Mardi 13 octobre 2020, par Catherine Sokolowski

Vin, poésie et vertu

Dans la droite lignée de « The Wild Party », succès incontournable de jazz-théâtre, « l’héautontimorouménos » met en scène les textes de Baudelaire (1821-1867), poète entièrement tourné vers le beau, passionné et tourmenté, dans un spectacle rock pétillant. Benoît Verhaert au micro, Delphine Gardin au chant et Gilles Masson à la guitare accueillent les spectateurs à la lueur des bougies, pour une soirée intimiste résolument charmante.

Une vieille commode sur laquelle triomphe une carafe d’absinthe, une tête de mort et quelques livres encadrent la déclamation de Benoît Verhaert : « C’est le diable qui tient les fils qui nous remuent ! ». « Au lecteur », poème sombre sur le genre humain, donne le ton. Des extraits de « Enivrez-vous », « La fontaine de sang », « La belle Dorothée », « L’horloge », « Fusées » et beaucoup d’autres s’enchaînent dans une violente tempête poétique qui secoue délicieusement.

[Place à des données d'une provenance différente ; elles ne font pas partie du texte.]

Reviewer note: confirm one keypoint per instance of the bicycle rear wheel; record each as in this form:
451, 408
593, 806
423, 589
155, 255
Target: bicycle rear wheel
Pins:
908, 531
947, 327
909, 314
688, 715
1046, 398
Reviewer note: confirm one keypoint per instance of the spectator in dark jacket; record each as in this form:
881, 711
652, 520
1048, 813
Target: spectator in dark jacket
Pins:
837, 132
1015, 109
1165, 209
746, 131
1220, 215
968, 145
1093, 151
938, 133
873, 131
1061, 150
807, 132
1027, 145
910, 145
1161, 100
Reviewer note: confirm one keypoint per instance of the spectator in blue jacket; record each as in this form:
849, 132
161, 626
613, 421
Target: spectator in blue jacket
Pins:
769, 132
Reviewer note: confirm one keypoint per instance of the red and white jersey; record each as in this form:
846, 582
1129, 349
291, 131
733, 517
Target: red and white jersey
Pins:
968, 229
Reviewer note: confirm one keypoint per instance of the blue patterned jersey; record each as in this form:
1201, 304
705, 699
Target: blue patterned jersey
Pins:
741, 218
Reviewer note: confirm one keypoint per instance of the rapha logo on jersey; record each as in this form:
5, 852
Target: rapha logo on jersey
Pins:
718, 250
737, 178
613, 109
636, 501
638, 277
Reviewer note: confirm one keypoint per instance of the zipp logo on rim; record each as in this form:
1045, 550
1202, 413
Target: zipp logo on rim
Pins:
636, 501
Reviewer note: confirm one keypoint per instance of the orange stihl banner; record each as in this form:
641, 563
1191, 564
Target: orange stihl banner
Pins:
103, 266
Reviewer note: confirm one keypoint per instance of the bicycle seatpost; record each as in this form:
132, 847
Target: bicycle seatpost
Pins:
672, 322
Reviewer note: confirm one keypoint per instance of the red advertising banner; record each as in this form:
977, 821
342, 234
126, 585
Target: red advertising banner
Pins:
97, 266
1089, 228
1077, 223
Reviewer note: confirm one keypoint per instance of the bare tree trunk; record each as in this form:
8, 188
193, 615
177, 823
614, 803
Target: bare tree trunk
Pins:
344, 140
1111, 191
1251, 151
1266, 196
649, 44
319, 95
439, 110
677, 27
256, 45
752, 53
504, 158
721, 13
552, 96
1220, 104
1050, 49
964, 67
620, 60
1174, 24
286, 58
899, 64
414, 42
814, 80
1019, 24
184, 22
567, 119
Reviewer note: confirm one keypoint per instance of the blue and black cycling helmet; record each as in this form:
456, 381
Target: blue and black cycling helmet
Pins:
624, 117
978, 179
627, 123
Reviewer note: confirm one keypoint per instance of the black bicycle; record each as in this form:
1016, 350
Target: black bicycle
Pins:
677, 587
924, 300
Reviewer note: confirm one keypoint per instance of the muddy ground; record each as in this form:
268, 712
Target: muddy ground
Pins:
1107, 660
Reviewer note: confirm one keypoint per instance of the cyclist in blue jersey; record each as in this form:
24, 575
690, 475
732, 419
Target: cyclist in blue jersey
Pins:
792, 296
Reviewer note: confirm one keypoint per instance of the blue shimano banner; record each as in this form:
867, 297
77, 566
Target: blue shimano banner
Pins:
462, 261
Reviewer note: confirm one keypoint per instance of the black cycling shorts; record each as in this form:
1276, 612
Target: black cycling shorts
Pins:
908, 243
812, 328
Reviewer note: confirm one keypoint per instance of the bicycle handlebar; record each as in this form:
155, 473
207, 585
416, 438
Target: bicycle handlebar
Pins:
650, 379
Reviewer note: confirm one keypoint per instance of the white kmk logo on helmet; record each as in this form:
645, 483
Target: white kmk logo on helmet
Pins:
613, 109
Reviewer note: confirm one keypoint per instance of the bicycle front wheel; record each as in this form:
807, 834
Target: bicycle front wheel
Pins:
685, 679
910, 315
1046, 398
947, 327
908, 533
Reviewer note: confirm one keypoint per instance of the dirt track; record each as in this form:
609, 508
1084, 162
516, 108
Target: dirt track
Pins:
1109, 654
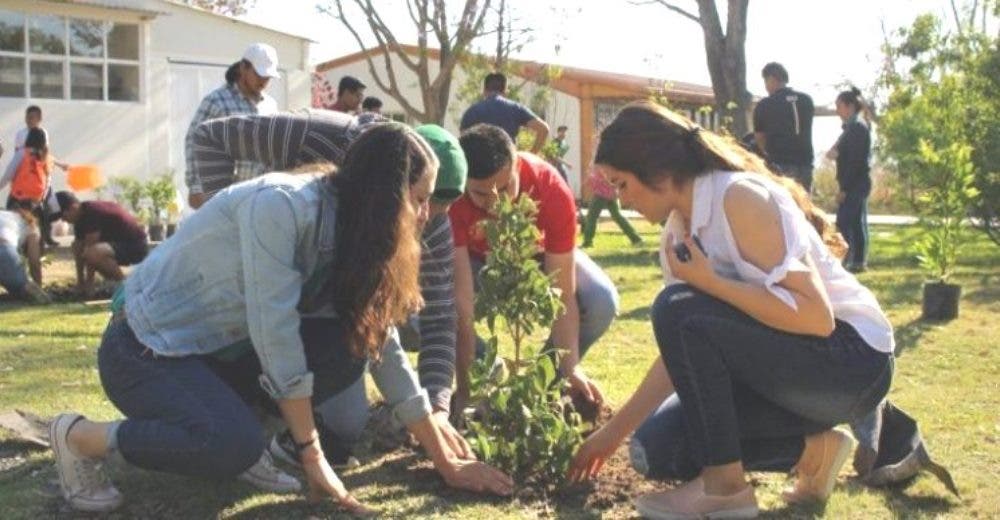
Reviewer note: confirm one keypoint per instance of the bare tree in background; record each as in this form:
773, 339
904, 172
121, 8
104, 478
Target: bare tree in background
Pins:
725, 52
226, 7
431, 20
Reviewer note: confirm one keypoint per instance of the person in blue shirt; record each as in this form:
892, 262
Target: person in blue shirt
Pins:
495, 109
309, 271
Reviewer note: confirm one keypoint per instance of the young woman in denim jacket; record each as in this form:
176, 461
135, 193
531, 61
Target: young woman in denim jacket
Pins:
766, 341
250, 265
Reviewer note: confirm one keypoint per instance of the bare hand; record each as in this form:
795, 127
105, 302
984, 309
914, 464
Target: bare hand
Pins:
592, 455
452, 438
696, 271
323, 482
583, 386
477, 476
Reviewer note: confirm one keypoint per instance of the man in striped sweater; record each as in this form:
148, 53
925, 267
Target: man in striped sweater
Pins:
286, 142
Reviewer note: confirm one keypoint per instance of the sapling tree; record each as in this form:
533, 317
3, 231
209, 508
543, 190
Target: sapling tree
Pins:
523, 425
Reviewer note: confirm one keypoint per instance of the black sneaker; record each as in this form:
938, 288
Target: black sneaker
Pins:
337, 452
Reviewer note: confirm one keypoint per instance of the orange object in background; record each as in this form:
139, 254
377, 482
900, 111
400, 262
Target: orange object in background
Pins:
83, 177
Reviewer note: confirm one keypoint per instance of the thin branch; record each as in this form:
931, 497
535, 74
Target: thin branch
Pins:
389, 85
958, 19
385, 35
683, 12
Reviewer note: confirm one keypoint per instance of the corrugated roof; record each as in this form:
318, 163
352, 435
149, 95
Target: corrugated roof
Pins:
156, 7
139, 6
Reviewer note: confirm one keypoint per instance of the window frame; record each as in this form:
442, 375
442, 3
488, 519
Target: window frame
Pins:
67, 59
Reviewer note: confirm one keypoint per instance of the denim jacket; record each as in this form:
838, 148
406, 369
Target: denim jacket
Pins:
248, 264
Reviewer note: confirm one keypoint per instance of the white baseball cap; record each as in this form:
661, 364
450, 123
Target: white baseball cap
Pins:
264, 59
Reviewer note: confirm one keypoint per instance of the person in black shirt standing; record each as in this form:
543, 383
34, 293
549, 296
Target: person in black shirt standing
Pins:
782, 125
852, 152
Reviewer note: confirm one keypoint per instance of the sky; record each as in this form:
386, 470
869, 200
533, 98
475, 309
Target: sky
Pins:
823, 43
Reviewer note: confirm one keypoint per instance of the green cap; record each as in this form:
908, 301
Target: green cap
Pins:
451, 175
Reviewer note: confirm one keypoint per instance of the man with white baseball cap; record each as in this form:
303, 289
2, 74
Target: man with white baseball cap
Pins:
243, 93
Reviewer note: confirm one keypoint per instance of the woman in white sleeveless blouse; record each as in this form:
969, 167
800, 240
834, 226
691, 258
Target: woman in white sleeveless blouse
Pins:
766, 342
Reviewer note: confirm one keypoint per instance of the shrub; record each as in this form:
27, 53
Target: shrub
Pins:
523, 424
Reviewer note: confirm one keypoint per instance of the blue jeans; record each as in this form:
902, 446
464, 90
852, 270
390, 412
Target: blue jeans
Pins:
596, 297
12, 275
191, 415
852, 222
748, 392
802, 173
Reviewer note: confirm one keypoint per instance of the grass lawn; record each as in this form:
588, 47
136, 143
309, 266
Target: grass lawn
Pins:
948, 375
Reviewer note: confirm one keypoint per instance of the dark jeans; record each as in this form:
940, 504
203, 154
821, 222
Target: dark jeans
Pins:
800, 172
746, 391
190, 415
852, 221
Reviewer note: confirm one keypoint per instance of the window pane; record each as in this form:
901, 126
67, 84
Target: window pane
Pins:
86, 81
86, 38
46, 79
47, 34
123, 42
11, 77
123, 83
11, 31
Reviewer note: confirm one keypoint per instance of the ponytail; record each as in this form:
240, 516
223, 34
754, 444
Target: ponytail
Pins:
655, 143
854, 99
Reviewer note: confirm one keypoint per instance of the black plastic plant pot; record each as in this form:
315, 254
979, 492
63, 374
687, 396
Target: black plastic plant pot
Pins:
941, 301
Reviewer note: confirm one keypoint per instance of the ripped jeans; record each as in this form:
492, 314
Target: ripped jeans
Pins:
748, 392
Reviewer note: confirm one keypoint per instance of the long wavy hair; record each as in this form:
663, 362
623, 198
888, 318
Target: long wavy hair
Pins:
374, 280
655, 144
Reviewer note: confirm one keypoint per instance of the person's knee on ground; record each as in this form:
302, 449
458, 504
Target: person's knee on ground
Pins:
217, 449
670, 307
598, 301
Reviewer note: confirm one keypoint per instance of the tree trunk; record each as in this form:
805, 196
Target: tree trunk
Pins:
726, 57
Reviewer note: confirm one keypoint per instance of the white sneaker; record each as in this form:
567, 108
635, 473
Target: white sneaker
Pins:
83, 482
264, 475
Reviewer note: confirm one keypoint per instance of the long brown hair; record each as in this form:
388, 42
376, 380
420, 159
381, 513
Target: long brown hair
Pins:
655, 143
374, 279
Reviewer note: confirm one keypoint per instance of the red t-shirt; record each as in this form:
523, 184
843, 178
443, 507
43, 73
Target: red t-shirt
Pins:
556, 210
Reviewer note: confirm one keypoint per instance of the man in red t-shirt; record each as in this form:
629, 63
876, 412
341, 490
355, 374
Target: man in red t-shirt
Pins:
589, 296
107, 238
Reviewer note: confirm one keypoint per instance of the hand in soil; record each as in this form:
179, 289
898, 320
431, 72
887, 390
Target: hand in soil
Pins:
452, 438
477, 476
592, 455
323, 483
582, 386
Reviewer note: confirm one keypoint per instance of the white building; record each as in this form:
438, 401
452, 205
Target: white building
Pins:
584, 100
118, 80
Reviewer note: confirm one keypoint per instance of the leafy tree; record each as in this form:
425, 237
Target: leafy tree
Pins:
432, 21
524, 425
725, 55
940, 89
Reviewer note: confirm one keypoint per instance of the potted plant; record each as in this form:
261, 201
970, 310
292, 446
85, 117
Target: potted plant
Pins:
161, 193
522, 423
947, 192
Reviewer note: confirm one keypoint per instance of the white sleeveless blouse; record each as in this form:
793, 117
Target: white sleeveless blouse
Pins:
851, 301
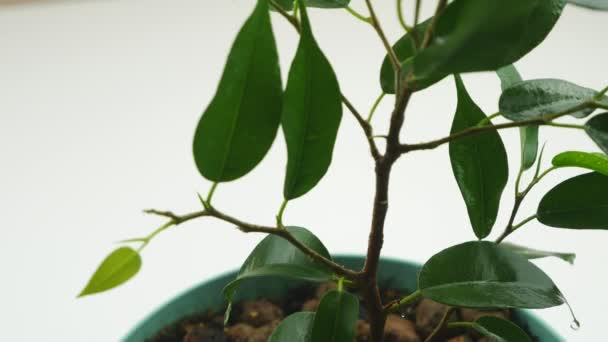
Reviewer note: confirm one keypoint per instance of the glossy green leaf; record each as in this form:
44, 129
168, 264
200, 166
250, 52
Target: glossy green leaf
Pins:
296, 327
285, 4
528, 136
577, 203
593, 161
536, 98
530, 253
481, 274
241, 122
404, 50
479, 164
311, 115
117, 268
336, 317
504, 31
500, 330
597, 130
275, 256
601, 5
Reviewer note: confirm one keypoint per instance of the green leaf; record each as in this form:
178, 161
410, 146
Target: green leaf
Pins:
481, 274
593, 161
479, 164
504, 31
311, 115
336, 317
275, 256
500, 330
528, 136
536, 98
530, 253
404, 50
597, 130
239, 126
601, 5
117, 268
577, 203
288, 4
296, 327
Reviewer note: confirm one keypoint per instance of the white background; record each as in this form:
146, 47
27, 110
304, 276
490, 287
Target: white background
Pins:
98, 105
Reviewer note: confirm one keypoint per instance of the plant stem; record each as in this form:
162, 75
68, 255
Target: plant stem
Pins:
211, 192
365, 126
519, 197
545, 120
441, 324
488, 119
358, 15
292, 19
374, 107
556, 124
428, 35
245, 227
383, 169
417, 12
401, 19
387, 45
405, 301
460, 325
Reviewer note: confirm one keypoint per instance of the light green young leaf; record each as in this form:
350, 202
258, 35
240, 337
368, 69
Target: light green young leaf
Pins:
530, 253
536, 98
500, 330
479, 164
593, 161
528, 136
241, 122
597, 130
336, 317
117, 268
311, 115
481, 274
504, 30
601, 5
577, 203
296, 327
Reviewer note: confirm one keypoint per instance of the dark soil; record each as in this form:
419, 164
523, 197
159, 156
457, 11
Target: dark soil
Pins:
255, 320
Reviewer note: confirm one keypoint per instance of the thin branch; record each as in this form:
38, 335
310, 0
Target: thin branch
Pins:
290, 18
442, 323
417, 12
374, 107
407, 28
253, 228
387, 45
428, 35
367, 128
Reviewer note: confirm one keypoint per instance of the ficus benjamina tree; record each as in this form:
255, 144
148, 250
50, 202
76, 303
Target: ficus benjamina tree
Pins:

L’esthétique est un point essentiel pour le poète et c’est aussi une caractéristique du spectacle. Lumières bleutées ou rosées, scène aux allures de tableau, costume trois pièces pour Benoît Verhaert, bustier sexy pour Delphine Gardin, tout est là pour séduire et envoûter. Parcimonieusement, sa belle voix puissante prend le relais, rendant le spectacle encore plus attrayant. Gilles Masson n’est pas en reste, à la musique mais aussi à la prose, avec autant de brio.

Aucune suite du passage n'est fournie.